Brynhildur Heiðar- og Ómarsdóttir, framkvæmdastýra Kvenréttindafélags Íslands, sótti Human Dimension Implementation Meeting 2019, árlegan fund ÖSE – Öryggis- og samvinnustofnunar Evrópu um mannréttindi, og las upp eftirfarandi yfirlýsingu fyrir hönd félagsins.
20 September 2019
Distinguished Representatives of the OSCE States.
I represent the Icelandic Women’s Rights Association and I present this statement to highlight three issues under discussion today, the gender income gap, the ongoing violence against women and the urgent need for civil society funding.
I want to begin by declaring that it is absolutely unacceptable that women in OSCE states are being paid less for their work than men. The persistent devaluing of women‘s contribution to society destabilizes our countries and is all the more infuriating because it is preventable, if only there were political will to prevent it.
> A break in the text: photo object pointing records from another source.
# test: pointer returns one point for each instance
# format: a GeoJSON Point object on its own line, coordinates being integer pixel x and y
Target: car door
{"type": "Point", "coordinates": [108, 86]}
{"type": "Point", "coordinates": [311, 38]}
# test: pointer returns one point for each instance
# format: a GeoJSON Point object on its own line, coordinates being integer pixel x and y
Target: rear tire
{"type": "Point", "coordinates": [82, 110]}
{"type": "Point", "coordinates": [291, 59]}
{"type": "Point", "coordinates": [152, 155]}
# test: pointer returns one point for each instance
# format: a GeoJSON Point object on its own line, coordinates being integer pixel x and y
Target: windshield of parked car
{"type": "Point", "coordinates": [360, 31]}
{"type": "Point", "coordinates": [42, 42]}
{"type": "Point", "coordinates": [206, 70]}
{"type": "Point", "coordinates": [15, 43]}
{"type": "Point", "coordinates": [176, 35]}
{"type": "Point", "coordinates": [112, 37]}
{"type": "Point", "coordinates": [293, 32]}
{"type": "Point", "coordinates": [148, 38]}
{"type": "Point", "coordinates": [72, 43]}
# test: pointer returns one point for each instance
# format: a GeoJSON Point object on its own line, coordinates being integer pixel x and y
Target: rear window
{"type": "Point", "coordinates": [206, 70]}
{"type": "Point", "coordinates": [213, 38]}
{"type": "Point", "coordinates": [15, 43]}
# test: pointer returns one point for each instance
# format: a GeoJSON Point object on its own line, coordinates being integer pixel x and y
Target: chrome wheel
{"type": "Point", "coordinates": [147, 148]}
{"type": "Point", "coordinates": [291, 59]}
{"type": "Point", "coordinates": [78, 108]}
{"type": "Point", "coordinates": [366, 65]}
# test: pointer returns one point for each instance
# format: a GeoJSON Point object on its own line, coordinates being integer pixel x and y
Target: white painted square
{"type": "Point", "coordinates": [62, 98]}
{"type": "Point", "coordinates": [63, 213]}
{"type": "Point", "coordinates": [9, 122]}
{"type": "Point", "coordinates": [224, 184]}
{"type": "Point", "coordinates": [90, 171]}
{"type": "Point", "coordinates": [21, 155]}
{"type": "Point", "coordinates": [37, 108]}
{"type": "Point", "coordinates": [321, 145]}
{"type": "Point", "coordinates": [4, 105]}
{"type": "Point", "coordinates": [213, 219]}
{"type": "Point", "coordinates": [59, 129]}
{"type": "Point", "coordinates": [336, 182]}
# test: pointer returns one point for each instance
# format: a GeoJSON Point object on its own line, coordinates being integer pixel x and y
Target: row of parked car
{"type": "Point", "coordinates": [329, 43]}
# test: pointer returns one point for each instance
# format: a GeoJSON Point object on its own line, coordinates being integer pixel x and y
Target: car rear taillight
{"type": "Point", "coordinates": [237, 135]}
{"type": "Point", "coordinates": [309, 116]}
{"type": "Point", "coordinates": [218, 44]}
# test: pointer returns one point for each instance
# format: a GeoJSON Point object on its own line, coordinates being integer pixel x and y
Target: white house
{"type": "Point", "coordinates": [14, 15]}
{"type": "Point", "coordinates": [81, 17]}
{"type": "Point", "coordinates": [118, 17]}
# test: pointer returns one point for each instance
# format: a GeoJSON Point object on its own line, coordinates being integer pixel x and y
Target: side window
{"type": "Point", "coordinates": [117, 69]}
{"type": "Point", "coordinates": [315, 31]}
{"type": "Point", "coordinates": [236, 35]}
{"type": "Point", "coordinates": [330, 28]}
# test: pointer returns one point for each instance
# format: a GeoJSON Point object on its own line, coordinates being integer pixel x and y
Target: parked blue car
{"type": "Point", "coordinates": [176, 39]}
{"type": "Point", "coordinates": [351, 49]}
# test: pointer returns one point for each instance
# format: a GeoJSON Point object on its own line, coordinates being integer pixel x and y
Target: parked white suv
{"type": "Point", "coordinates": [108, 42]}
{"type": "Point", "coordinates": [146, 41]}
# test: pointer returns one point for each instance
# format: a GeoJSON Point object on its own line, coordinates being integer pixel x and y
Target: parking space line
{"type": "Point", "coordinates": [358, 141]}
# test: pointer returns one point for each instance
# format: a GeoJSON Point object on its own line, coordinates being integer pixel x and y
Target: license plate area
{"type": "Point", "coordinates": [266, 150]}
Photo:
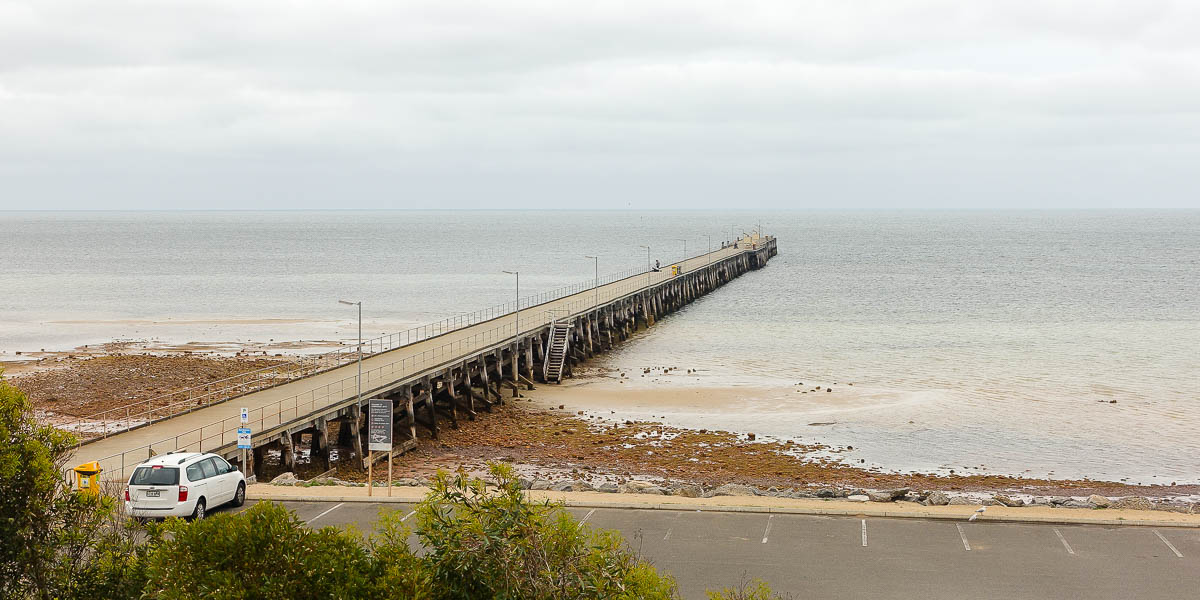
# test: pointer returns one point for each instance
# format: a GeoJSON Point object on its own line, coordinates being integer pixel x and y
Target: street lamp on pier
{"type": "Point", "coordinates": [517, 317]}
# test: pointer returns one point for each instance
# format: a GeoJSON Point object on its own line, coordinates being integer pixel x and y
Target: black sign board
{"type": "Point", "coordinates": [379, 425]}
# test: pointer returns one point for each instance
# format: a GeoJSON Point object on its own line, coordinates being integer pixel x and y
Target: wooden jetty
{"type": "Point", "coordinates": [436, 382]}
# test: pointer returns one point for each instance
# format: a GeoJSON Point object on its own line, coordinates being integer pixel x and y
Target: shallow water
{"type": "Point", "coordinates": [985, 340]}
We urge the governments of the OSCE states to move beyond pretty promises and concerned declarations and to look towards more proactive ways of ensuring gender pay equality. Iceland has recently introduced legislation requiring companies and institutions to prove that they are paying their employees fairly and equally for their work. The Equal Pay Standard is a tool which can and should be introduced in all OSCE states.
I also sit here today to declare that the ongoing violence against women in OSCE states is absolutely unacceptable. We, as a region, have both the resources and legislation available to combat gender-based and sexual violence. However, these tools are not being utilized effectively.
The stories shared in the past two years on social media using the hashtag #MeToo has shown us that violence and harassment against women is rampant in our workplaces and constitutes a clear threat to the security and economic wellbeing of women.
We urge the governments of the OSCE states to require workplaces to institute gender action plans and prevention measures to combat sexual harassment and violence. And we urge the governments to actively work towards ending all violence against women, and to adequately fund preventive measures, support and counseling.
Finally, I sit here today to urge the governments of the OSCE states to support civil society and organizations working on women‘s rights and gender equality.
We owe our democracy to the countless of women and men who for decades have fought for civil rights and equal rights. Any and all achievements we have made in guaranteeing gender equality can be traced to the democratic activism of a strong and vibrant women‘s movement.
In recent years, the voices of illiberalism have become increasingly loud, threatening our security and our very democracy. The best way to fight this illiberalism is to fund liberalism, to actively fund the civil society organizations that are working on equal rights and social justice for us all.
We urge the governments of the OSCE states to provide adequate financing and support to organizations working on gender equality and women‘s rights. Give civil society the tools they need to secure our democracy.